The results indicate a different spectrum of genetic causes of FH from that found previously, in concordance with the heterogeneous and changing origins of the Israeli population, and confirm that a polygenic cause is also contributing to the FH phenotype in Israel.
家族性高胆固醇血症(FH)是一种常染色体显性疾病,由 LDL 受体(LDLR)、载脂蛋白 B(APOB)和前蛋白转化酶枯草溶菌素/柯萨奇蛋白酶 9(PCSK9)基因的突变引起。本研究的目的是确定导致以色列 FH 的突变的当前谱。
通过 MEDPED(早期诊断预防早期死亡)FH 计划收集新的家族。对 67 名指数病例的 LDLR、PCSK9 和 APOB 基因进行高分辨率融解和直接测序的分子分析。使用 TaqMan 基因分型计算多基因高胆固醇血症的 6-SNP LDL-C 基因评分。

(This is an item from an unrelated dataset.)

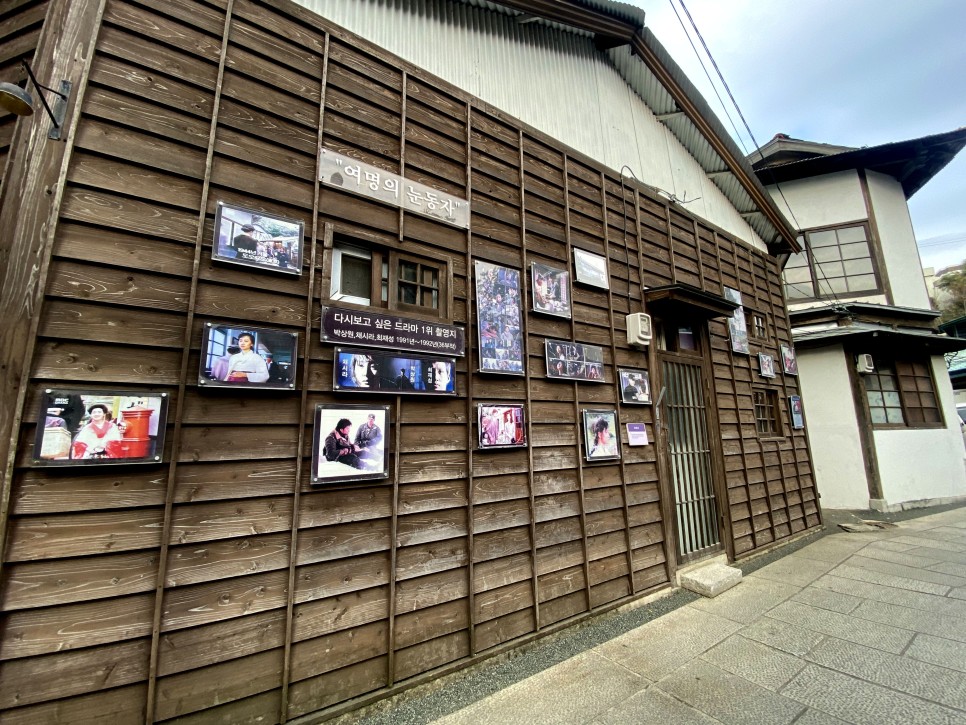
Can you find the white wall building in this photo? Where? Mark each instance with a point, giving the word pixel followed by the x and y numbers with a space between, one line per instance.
pixel 878 400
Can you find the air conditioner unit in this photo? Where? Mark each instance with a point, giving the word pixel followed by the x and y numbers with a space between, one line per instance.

平均血清胆固醇为 7.48±1.89mmol/L,平均血清 LDL-C 为 5.99±1.89mmol/L。在 24 例(35.8%)中发现 LDLR 和 APOB 基因的突变,其中 16 例在 LDLR 中,PCSK9 中无突变,APOB 基因中有一个突变,p.(R3527Q),这是在以色列人群中首次发现的 APOB 突变携带者。在 LDLR 突变中,有两个是新的;p.(E140A)和一个启动子变异,c.-191C>A。在 LDLR 基因外显子 17 中的 c.2479G>A p.(V827I)在 8 例患者(突变的 33.3%)中发现,LDL-C 略有升高,但也在一个具有临床纯合 FH 表型的复合杂合患者中发现,这与这种“轻度”FH 致病变异一致。与正常白种人群相比,在突变阴性病例中发现了显著更高的 6-SNP LDL-C 评分(p=0.03),证实常见 LDL-C 升高 SNP 的多基因遗传可产生 FH 表型。
结果表明 FH 的遗传原因与先前发现的不同,与以色列人口的异质性和变化的起源一致,并证实多基因原因也导致了以色列 FH 表型。